Even in a wonderful occupation as gaming, too much of a good thing is bad.
At a bar, there’s nothing wrong with having a few drinks. However, that’s not an endorsement to get drunk every night. Well, the Internet on-line wasteland is leaving a black mark on gaming.
Proposition bets are tons of fun, but not when they start appearing in the worst-case scenarios. Anti-gaming activists such as Sen. John McCain feed upon the stupidity and vulgarity of non-sports related wagers, which compromise the integrity of the industry.
Las Vegas sports books, fortunately, will have nothing to do with this trash, but seeing odds on Michael Jordan gaining custody of his kids posted at some website harms an industry that prides itself on operating to the highest degree of credibility.
That’s not to mention assorted pools with odds tossed up on when famous individuals will die.
“Death pools are morbid, insensitive wagers which degrade the true morality of gambling,” said former Stardust race and sports book director Richard Saber. “Gambling on sports is a true science, no different than playing a game of chess. Wagering on whether someone lives or dies is something human beings should totally reject.”

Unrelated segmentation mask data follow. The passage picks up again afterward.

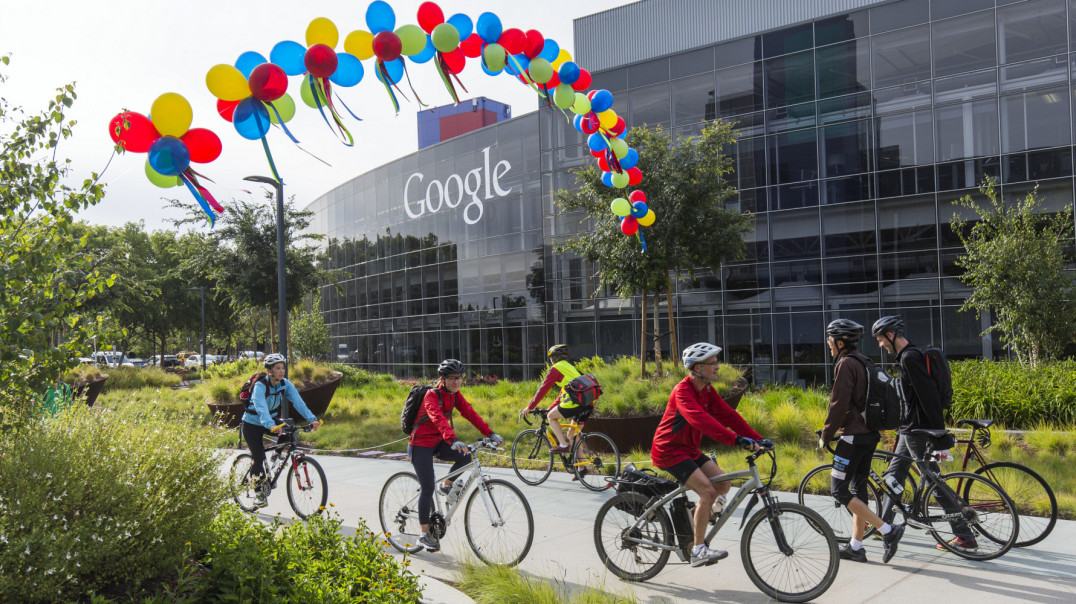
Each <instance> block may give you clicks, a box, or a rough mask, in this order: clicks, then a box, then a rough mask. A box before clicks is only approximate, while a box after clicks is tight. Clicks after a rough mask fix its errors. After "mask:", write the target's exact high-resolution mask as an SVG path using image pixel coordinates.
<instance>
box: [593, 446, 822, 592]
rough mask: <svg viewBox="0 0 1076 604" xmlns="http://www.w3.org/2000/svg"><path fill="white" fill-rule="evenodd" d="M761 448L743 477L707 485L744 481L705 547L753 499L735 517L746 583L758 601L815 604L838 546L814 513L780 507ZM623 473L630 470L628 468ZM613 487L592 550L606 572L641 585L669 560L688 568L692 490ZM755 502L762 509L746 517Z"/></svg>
mask: <svg viewBox="0 0 1076 604" xmlns="http://www.w3.org/2000/svg"><path fill="white" fill-rule="evenodd" d="M759 444H760V445H761V448H760V449H759V450H758V451H755V452H753V453H751V454H750V455H748V456H747V463H748V469H745V470H741V472H733V473H728V474H722V475H721V476H716V477H713V478H711V479H710V480H711V481H712V482H714V483H719V482H731V481H733V480H745V479H746V480H747V481H746V482H744V483H742V484H741V486H740V488H739V491H738V492H737V493H736V496H734V497H732V498H731V501H728V502H727V503H726V504H725V506H724V507H723V508H722V510H721V514H714V515H711V518H710V524H711V526H710V529H709V531H708V532H707V533H706V538H705V543H707V544H709V543H710V542H711V540H712V539H713V537H714V535H716V534H717V533H718V531H720V530H721V529H722V528H723V526H724V525H725V523H726V522H727V521H728V520H730V519H731V518H732V517H733V516H734V514H735V511H736V509H737V508H738V507H739V506H740V504H742V503H744V501H745V500H747V496H748V495H751V500H750V502H749V503H748V504H747V507H746V508H745V510H744V515H742V516H741V517H740V518H741V524H740V529H741V530H742V536H741V537H740V558H741V559H742V562H744V570H745V571H747V574H748V577H750V578H751V581H752V582H753V584H754V585H755V587H758V588H759V589H760V590H761V591H762V592H763V593H765V594H766V595H768V596H769V598H773V599H775V600H777V601H779V602H806V601H808V600H813V599H816V598H818V596H820V595H821V594H822V593H824V592H825V590H827V589H829V588H830V586H831V585H832V584H833V580H834V579H835V578H836V576H837V568H838V566H839V563H840V558H839V554H838V552H837V539H836V538H835V537H834V535H833V531H832V530H831V529H830V525H829V524H827V523H826V522H825V520H824V519H823V518H822V517H821V516H819V515H818V512H816V511H813V510H811V509H809V508H807V507H805V506H802V505H799V504H795V503H790V502H778V501H777V498H776V497H775V496H774V495H773V494H770V491H769V484H770V482H771V481H773V480H774V476H775V475H776V474H777V458H776V455H775V452H774V445H773V443H769V441H759ZM763 455H765V456H768V458H769V459H770V461H771V463H773V466H771V468H770V472H769V476H768V477H767V478H766V479H765V480H763V478H762V476H761V475H760V474H759V468H758V466H756V465H755V460H758V459H759V458H761V456H763ZM627 467H628V468H629V469H634V467H633V466H632V464H628V466H627ZM628 474H631V473H629V472H625V475H628ZM613 481H614V482H615V483H617V487H618V489H617V490H618V494H617V495H614V496H612V497H611V498H609V500H608V501H606V502H605V504H603V505H601V507H600V508H599V509H598V514H597V517H596V518H595V519H594V546H595V547H596V548H597V551H598V558H600V559H601V562H603V563H604V564H605V565H606V567H607V568H609V571H610V572H612V573H613V574H614V575H617V576H618V577H620V578H622V579H625V580H629V581H643V580H647V579H650V578H653V577H654V576H655V575H656V574H657V573H659V572H661V570H662V568H663V567H664V566H665V564H666V563H667V562H668V560H669V557H670V556H671V554H673V553H674V552H675V553H676V554H677V557H678V558H679V559H680V560H681V561H682V562H688V561H690V560H691V550H692V547H693V545H694V528H693V526H694V522H693V520H692V514H693V508H694V506H695V503H696V502H692V501H690V500H689V498H688V496H686V494H688V493H689V492H690V491H691V489H689V488H688V487H686V486H681V484H679V483H677V482H674V481H671V480H663V479H659V478H654V479H652V480H651V482H650V483H649V484H641V486H640V483H639V482H632V481H628V480H626V479H623V478H614V479H613ZM648 487H649V488H648ZM760 501H761V502H762V508H761V509H759V510H758V511H756V512H755V514H754V515H753V516H748V515H749V514H750V511H751V508H752V507H753V506H754V505H755V504H756V503H758V502H760Z"/></svg>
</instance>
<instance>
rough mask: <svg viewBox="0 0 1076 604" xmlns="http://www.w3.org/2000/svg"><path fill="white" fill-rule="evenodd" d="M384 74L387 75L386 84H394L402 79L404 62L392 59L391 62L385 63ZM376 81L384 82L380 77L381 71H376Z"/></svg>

The Jordan child custody bet (which thankfully may be moot since both parties have agreed to reconcile) is merely a tip of the iceberg. There are bets on candidates becoming the next Archbishop of Canterbury, wagers on whether Mike Tyson will win the World Wrestling Federation championship, and odds on whether the wife of the late Minnesota Vikings lineman Corey Stringer will win her civil lawsuit.
“Some of these stupid props are so vague that you can be a winner and not even know that you won,” Saber said. “That puts a bad rap on gambling everywhere. When Nevada is under fire for college gambling, we should do everything to keep our industry as straight as possible.”
We need to police this industry a lot better, otherwise the NCAA and a growing number of Washington politicians will eventually have their way and ban it all.